The process of neuroplasticity is not a simple one. It is a lifelong process of alteration of neural pathways and synapses. Neuroplasticity happens in real time as you acquire more data and memorize new information. It can also increase in the case of physical trauma. Here, neuroplasticity works as an adaptive mechanism and try to compensate for that loss of neurons due to injury. This helps restore maximum circuits of the brain and help attain normal functionality.

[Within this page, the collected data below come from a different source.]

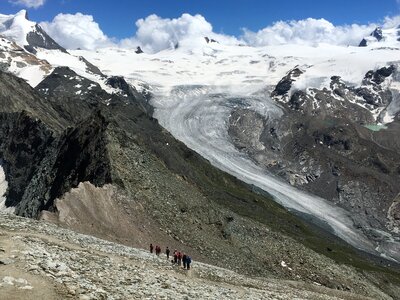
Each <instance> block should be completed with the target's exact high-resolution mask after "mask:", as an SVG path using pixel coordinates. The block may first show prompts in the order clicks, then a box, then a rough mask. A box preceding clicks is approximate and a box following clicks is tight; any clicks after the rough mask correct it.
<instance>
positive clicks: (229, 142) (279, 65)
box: [71, 43, 400, 261]
mask: <svg viewBox="0 0 400 300" xmlns="http://www.w3.org/2000/svg"><path fill="white" fill-rule="evenodd" d="M71 52H72V54H73V55H75V56H84V57H85V58H86V59H88V60H89V61H90V62H92V63H93V64H95V65H97V66H98V67H99V68H100V69H101V70H102V72H104V73H105V74H107V75H111V74H113V75H122V76H124V77H125V78H126V79H127V80H128V81H129V82H130V83H131V84H133V85H135V86H136V87H137V88H138V89H140V88H141V86H142V85H144V84H148V86H149V88H150V90H151V92H152V93H153V95H154V98H153V99H152V105H153V106H154V107H155V113H154V116H155V117H156V118H157V119H158V120H159V122H160V124H161V125H162V126H163V127H165V128H166V129H168V130H169V131H170V132H171V133H172V134H173V135H174V136H175V137H176V138H178V139H179V140H181V141H183V142H184V143H185V144H186V145H187V146H188V147H190V148H191V149H194V150H195V151H197V152H198V153H200V154H201V155H202V156H203V157H205V158H207V159H208V160H209V161H210V162H211V163H212V164H213V165H215V166H217V167H218V168H220V169H222V170H224V171H227V172H228V173H230V174H232V175H234V176H236V177H238V178H240V179H241V180H243V181H245V182H247V183H249V184H254V185H255V186H258V187H260V188H262V189H263V190H266V191H268V192H269V193H271V194H272V195H273V196H274V197H275V199H276V201H277V202H279V203H280V204H282V205H283V206H285V207H287V208H288V209H290V210H294V211H297V212H301V213H304V214H309V215H313V216H315V217H317V218H318V219H319V220H320V221H322V222H323V223H324V224H326V225H328V227H330V228H331V229H332V231H333V232H334V233H335V234H336V235H337V236H339V237H340V238H342V239H344V240H345V241H347V242H348V243H350V244H351V245H353V246H354V247H356V248H358V249H361V250H363V251H367V252H369V253H375V254H377V252H379V253H380V255H382V256H385V257H387V258H392V259H395V260H398V261H400V254H399V253H400V252H399V251H398V250H399V249H400V243H399V242H398V241H395V240H393V238H392V237H391V236H387V240H386V241H383V242H381V243H379V244H376V243H374V242H371V241H370V240H369V239H368V238H367V237H365V236H364V234H363V233H362V232H361V231H360V230H358V229H356V228H355V227H354V224H353V221H352V220H351V218H350V216H349V215H348V212H346V211H345V210H343V209H341V208H338V207H336V206H335V205H333V204H331V203H329V202H328V201H326V200H324V199H322V198H319V197H315V196H312V195H309V194H307V193H305V192H302V191H299V190H297V189H296V188H294V187H292V186H291V185H289V184H287V183H284V182H282V180H280V179H278V178H276V177H275V176H273V175H272V174H268V173H266V171H265V170H263V169H262V168H260V167H259V166H257V165H255V164H254V163H253V162H252V161H250V160H249V159H248V158H247V157H246V156H245V155H244V154H242V153H240V152H239V151H238V150H237V149H236V148H235V147H234V146H233V144H232V143H231V141H230V138H229V136H228V133H227V122H228V119H229V116H230V113H231V110H232V109H233V108H235V107H238V106H239V107H243V108H250V109H252V110H255V111H257V112H258V113H260V114H262V115H264V116H265V117H268V118H271V119H273V118H279V116H280V115H281V114H282V112H281V110H280V109H279V107H278V106H277V105H276V103H275V102H273V101H272V100H271V99H270V98H269V96H268V94H269V93H267V91H270V90H271V87H273V86H275V85H276V84H277V82H278V81H279V80H280V79H281V78H282V77H283V76H285V75H286V74H287V72H288V71H290V70H291V69H293V68H294V67H296V66H297V67H299V68H300V69H301V70H303V71H304V73H303V74H302V75H301V76H300V78H299V79H298V80H297V81H296V82H295V83H294V87H293V89H294V90H296V89H304V88H311V87H315V88H323V87H328V86H329V83H330V77H331V76H333V75H336V76H341V78H342V80H343V81H344V82H346V83H347V84H349V85H353V86H358V85H360V84H361V81H362V79H363V78H364V75H365V73H367V72H368V71H369V70H374V69H377V68H379V67H382V66H386V65H388V64H390V63H393V62H399V56H398V50H394V49H392V48H390V49H387V48H385V49H382V48H373V47H363V48H360V47H340V46H331V45H319V46H318V47H310V46H298V45H292V46H291V45H285V46H273V47H263V48H254V47H247V46H225V45H220V44H217V43H212V44H205V45H204V46H203V47H202V48H196V49H190V48H178V49H175V50H165V51H161V52H159V53H157V54H140V55H138V54H136V53H135V52H134V51H133V50H125V49H116V48H109V49H100V50H98V51H95V52H91V51H83V50H79V51H71ZM387 84H388V85H390V84H391V82H388V83H387ZM396 84H397V83H396ZM395 87H396V88H397V86H394V87H393V88H395ZM388 120H390V118H388ZM393 249H395V250H393Z"/></svg>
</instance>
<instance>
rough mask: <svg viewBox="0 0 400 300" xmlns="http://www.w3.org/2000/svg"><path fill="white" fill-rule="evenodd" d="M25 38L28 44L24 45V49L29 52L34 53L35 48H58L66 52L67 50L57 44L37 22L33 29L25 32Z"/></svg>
mask: <svg viewBox="0 0 400 300" xmlns="http://www.w3.org/2000/svg"><path fill="white" fill-rule="evenodd" d="M26 40H27V42H28V45H27V46H25V49H26V50H27V51H28V52H31V53H36V50H35V48H43V49H49V50H60V51H62V52H64V53H67V50H65V48H63V47H61V46H60V45H59V44H57V43H56V42H55V41H54V40H53V39H52V38H51V37H50V36H49V35H48V34H47V33H46V32H45V31H44V30H43V29H42V27H40V25H38V24H36V26H35V30H34V31H31V32H29V33H28V34H27V36H26Z"/></svg>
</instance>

Transcranial magnetic stimulation or TMS is the use of magnetic rays to target parts of the brain, mainly for depression and anxiety. It is a noninvasive procedure that requires no anaesthesia. Transcranial magnetic stimulation is usually recommended for treatment-resistant mental health disorders.
TMS for neuroplasticity?
Transcranial magnetic stimulation (TMS) use is being applied to study neuroplasticity. Newer studies suggest long term exposure with TMS has an increasing effect on brain neural pathway generation. Previously it was concluded that TMS only affected short term changes in neural pathways and the neuroplasticity linked to it was not long lasting. However, newer studies suggest that Transcranial magnetic stimulation, if given in high frequency and repeated sessions will lead to long term changes in neuronal connections and has definitive application in the field of neuroplasticity.
As TMS targets specific areas of the brain without any being invasive, it is being used to target damaged areas to see an increase in neuronal pathway connections as well as regeneration. In some animal studies, it has shown an increase in uptake of certain proteins associated with cellular growth in the brain.
It should be noted that Transcranial magnetic stimulation and its effects are still under research and various studies are ongoing. Before starting any procedure, you should always consult your primary care physician for the latest information.